Scientific evidence associates the presence of antioxidants and phenolic-type compounds as responsible for the anti-inflammatory potential and oxidative deterioration reduction in the organic root and leaf extracts of A. schlechtendalii Kunth13.
The renal damage induced by the oral administration of adenine has been explained by the precipitation in the form of acicular crystals of the metabolic product 2,8-Dihydroxyadenine in the epithelium of the proximal tubule. This occurs particularly in the microvilli and in the apical region which causes degenerative changes in the cells of these tissues14. This model of Chronic Kidney Disease (CKD) induced by adenine remains a benchmark for preclinical studies15-17. The intraperitoneal route, rather than oral administration, has also been developed18.
However, so far, phytochemical or phytopharmacological studies involving A. schlechtendalii Kunth do not exist in the scientific literature referring to managing the problem of renal diseases.
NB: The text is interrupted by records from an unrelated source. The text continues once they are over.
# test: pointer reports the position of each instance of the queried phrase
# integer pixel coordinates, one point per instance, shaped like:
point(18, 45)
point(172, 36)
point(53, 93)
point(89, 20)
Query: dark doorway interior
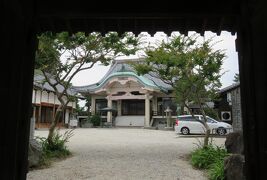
point(23, 19)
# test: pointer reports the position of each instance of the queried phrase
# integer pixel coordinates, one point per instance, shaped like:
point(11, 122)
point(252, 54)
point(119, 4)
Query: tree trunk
point(207, 135)
point(54, 122)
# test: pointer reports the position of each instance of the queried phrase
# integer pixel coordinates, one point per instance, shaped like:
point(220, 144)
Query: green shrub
point(216, 171)
point(212, 158)
point(203, 157)
point(58, 148)
point(95, 120)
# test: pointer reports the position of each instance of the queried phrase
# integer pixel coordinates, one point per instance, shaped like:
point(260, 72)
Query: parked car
point(187, 124)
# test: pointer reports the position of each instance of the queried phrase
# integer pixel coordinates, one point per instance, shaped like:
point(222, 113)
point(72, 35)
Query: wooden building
point(140, 101)
point(22, 20)
point(45, 102)
point(229, 106)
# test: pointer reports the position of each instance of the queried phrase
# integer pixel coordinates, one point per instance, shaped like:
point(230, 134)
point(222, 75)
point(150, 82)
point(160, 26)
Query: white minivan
point(187, 124)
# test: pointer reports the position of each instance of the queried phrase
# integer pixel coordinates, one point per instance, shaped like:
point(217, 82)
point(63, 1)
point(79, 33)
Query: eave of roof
point(231, 87)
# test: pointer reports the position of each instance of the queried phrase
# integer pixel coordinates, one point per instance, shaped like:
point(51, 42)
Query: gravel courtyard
point(124, 154)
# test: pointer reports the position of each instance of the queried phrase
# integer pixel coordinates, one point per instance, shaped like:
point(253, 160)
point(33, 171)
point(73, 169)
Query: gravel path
point(124, 154)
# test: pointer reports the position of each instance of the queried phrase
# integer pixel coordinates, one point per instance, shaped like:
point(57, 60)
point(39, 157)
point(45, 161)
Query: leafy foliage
point(60, 56)
point(58, 148)
point(212, 158)
point(203, 157)
point(193, 70)
point(216, 171)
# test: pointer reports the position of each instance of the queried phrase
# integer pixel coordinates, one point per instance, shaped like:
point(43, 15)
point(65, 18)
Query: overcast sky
point(225, 41)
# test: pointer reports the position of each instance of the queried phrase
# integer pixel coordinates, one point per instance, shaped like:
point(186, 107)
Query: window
point(99, 104)
point(133, 107)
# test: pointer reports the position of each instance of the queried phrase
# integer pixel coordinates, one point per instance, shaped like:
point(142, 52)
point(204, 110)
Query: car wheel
point(185, 131)
point(221, 131)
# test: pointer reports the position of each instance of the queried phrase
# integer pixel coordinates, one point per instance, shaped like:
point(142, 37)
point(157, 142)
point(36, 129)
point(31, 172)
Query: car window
point(187, 118)
point(209, 120)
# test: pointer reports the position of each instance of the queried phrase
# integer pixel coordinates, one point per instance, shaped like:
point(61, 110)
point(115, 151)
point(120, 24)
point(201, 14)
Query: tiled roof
point(228, 88)
point(39, 81)
point(123, 68)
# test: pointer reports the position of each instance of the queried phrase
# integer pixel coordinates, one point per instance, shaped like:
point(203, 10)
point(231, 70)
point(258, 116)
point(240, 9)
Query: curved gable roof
point(122, 68)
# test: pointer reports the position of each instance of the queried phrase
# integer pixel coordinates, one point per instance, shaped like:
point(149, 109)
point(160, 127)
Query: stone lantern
point(168, 112)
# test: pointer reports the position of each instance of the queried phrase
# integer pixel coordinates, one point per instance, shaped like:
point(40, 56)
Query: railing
point(162, 113)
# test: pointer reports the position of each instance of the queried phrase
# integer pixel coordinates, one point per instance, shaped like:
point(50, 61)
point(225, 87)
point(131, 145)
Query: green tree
point(191, 68)
point(81, 52)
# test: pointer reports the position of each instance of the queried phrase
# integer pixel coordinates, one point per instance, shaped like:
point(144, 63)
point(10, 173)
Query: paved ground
point(124, 154)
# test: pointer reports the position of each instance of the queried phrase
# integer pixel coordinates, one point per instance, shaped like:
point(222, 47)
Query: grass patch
point(210, 158)
point(57, 150)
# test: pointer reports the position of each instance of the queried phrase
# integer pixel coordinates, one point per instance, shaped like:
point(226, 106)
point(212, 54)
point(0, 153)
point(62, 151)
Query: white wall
point(67, 112)
point(130, 121)
point(48, 98)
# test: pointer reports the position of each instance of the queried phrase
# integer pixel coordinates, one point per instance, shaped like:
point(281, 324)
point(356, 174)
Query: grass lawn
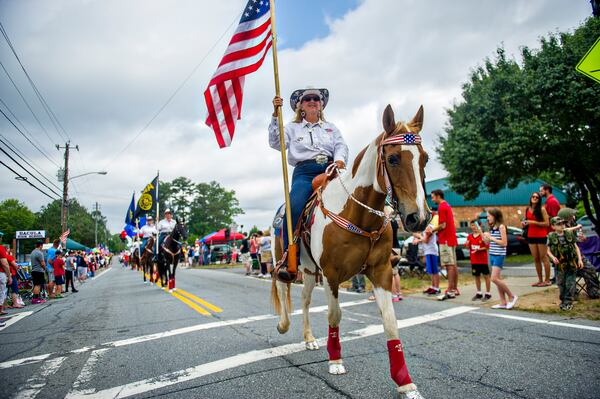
point(524, 258)
point(547, 301)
Its long term use by locals of the Papaloapan Basin area as a palliative treatment for kidney ailments, based on traditional knowledge, gave grounds for carrying out this study.The aim of this research was to determine the potential of A. schlechtendalii Kunth (stone root) polar extract in the prevention or remission of renal damage induced by adenine in a murine model under the applied conditions in the preclinical study (dose, administration time, among others).
MATERIALS AND METHODS
Materials: The study was carried out from June, 2014-June, 2016.
Collection of plant material, classification and treatment: The root of A. schlechtendalii Kunth (104 kg) was harvested in the municipality of Actopan, in the state of Veracruz, Mexico. Taxonomic identification and classification was performed by Dr. Sergio Avendaño Reyes, curator of the Xalapa Herbarium of the Ecology Institute (INECOL, Xalapa, Veracruz, Mexico) and a specimen of the plant used in this study was deposited in the INECOL Herbarium. The plant material was cleaned and washed to remove impurities and cut into pieces of approximately 2 cm with a stainless steel knife. Subsequently it was dried at room temperature for a week.
Methods
Determination of humidity and total solids: Using the Gravimetric method, 5 g of plant material were weighed in triplicate on an analytical balance (Mettler, H80, Germany). Samples were placed in porcelain crucibles at constant weight and subjected to a temperature of 50°C and a vacuum pressure of 120 mbar or 90.07 mmHg (Gallenkamp Vacuum Oven, VL-570 030D, England) for periods of 5-12 h until constant weight was achieved (±0.002 g).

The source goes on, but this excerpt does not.